The brutal assassination of Charlie Kirk on September 10, 2025, shocked every American who still believes in free speech and peaceful civic debate. Kirk was doing what conservatives do — speaking to young people on a college campus — and that act of patriotism was repaid with violence.
Authorities have charged 23-year-old Tyler Robinson with aggravated murder, and prosecutors are now moving to prove the case in court with a host of evidence they say ties the suspect to the scene. This week’s hearings centered on whether there’s enough for a full trial and whether the state should pursue the death penalty, with prosecutors signaling they will present DNA, autopsy findings, witness statements, and video.
But the debate that has consumed much of the internet — the so-called bombshell over a single bullet fragment — should not be allowed to drown out the larger truth. Federal ballistics examiners told the court that an ATF comparison of a jacket fragment recovered during the autopsy returned an “inconclusive” result, meaning the analysis could neither identify nor exclude the rifle found near the scene as the weapon that fired the shot. This limited finding has been amplified into wild theories on both sides, but the technical reality is simply that forensic science sometimes yields inconclusive results that require further testing.
Conservatives should be clear-eyed: an inconclusive ballistics report doesn’t mean justice shouldn’t be served or that facts don’t matter. Prosecutors still report other physical evidence tied to the scene — including shell casings and related material that investigators say link to the suspected weapon — and the autopsy and witness videos remain powerful pieces of the puzzle. The people demanding we throw out the case because of a single, technical equivocation are playing right into the hands of defenders of lawlessness.

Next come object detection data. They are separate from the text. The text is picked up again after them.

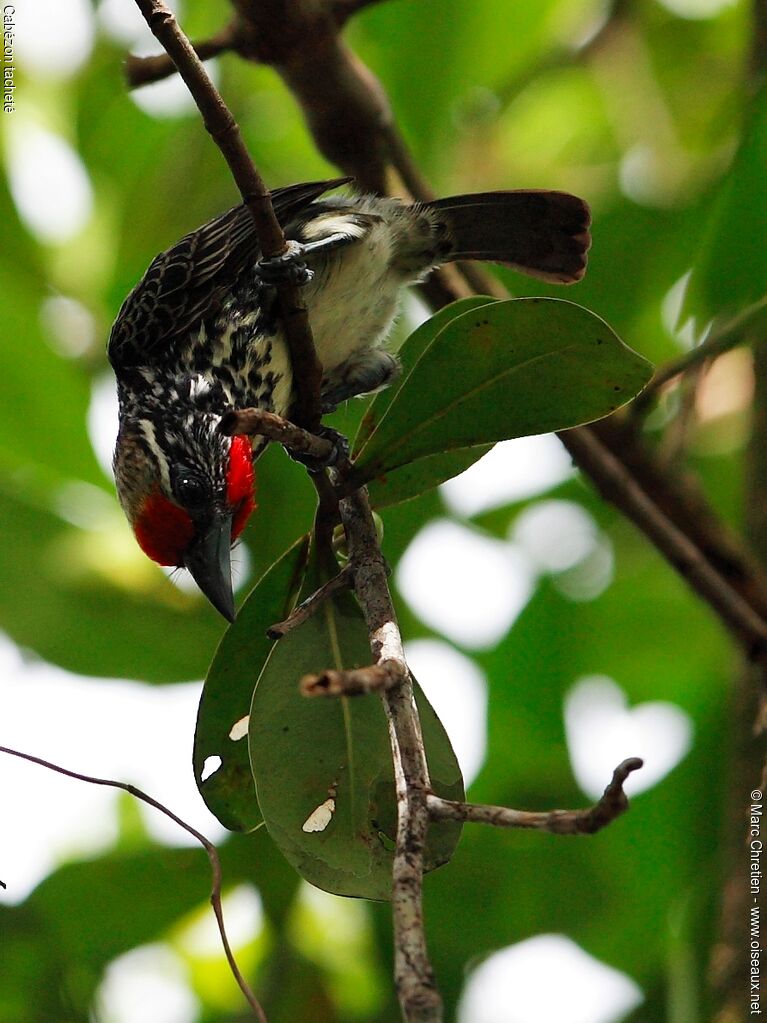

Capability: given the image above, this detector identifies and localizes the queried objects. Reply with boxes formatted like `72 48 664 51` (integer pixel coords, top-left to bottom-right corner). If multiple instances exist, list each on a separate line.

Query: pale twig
299 654 406 697
266 565 354 639
136 0 322 430
426 757 642 835
0 746 267 1023
630 298 767 416
125 21 239 89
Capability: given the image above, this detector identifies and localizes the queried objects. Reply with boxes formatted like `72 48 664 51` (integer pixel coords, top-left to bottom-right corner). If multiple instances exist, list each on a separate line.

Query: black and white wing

This is a moment for America to stand for law and order while also insisting on a fair trial. We can demand both — vigorous prosecution and scrupulous adherence to evidence standards — without succumbing to cynical narratives that use uncertainty as cover for political excuses. Families and communities deserve closure, and the rule of law must be allowed to run its course so the guilty are punished and the innocent are protected.
Too many on the left cheer ambiguity when it serves their media narratives and weaponize every doubt to erase inconvenient facts. Conservatives must not be silent; we must call for a full, transparent trial, push for rigorous, continuing forensic work, and stand with Charlie Kirk’s family in seeking accountability. If America still believes in justice, we will let the prosecutors present their case, let the defense challenge it, and then accept the verdict produced by a fair court.